At the end of the day we all need someone. Our “friends” are important to us, whether we may know them in person or on social media. Truth is, whether you want to keep your real friends or your social media “friends” you need to treat them like a friend. Or you will be known as the “fake friend” all around school.

“Each friend represents a world in us, a world possibly not born until they arrive, and it is only by this meeting that a new world is born.”

Anaïs Nin,


Author: Jira Edaljihi

Hello RJ Frank students! We a group of first year college students currently at UCSB. Our group name, Jira, happens to represent the first letter of our names: Jorge, Ivy, Ruth, Ajaila. We are a diverse group. We represent different cultures that come from different backgrounds. Jorge is from Central Mexico. He's currently a math major at UCSB. Ivy is from Anaheim and is currently studying Sociology. Ruth is from Los Angeles. She loves BTS (KPOP Band), and is very passionate about the environment (Environmental Studies major). Last but the definitely not least, Ajaila, is from the bay (Oakland, Ca) and is also currently a Sociology major. Jira is a group that wants to connect with RJ Frank students about life. We want to advise yall for what the future holds for you. The best way to do that is to help you identify and separate the real versus the fake.

5 thoughts on “Social Media: Who are your friends and who are your followers?”

  1. Questions for RJ Frank students:
    1. So what did you get on the quiz? Why did you think you got that score?
    2. Have you ever had a friend who was not your friend?
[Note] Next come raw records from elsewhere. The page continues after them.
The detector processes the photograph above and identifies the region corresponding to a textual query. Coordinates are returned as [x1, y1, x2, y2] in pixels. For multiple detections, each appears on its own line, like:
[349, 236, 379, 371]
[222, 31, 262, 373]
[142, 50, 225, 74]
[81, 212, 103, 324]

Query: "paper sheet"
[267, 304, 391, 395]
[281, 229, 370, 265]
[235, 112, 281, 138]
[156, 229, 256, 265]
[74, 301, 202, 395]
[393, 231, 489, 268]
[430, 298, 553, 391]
Tell us about it!!
    3. What would you like to see more from our blog post? And why?
    4. What did you not like about our blog post? Why? Tell us more about it


  2. We weren’t able to access to the quiz. I have had a fake friend in elementary school. I would like to see more about your blog post is more buzz feed quizzes. I didn’t like how we weren’t able to acces or see anything.


  3. We weren’t able to access the quiz. What I would like to see more about your blog post is how to stay away from “fake friends”. In my opinion I didn’t really think you need to improve from anything, npbut maybe you can give an example.


  4. I couldn’t take the quiz. No I’ve never had a fake friend. In my opinion I think your blogs good. I couldn’t see post so I don’t know I think it’s good from what I saw.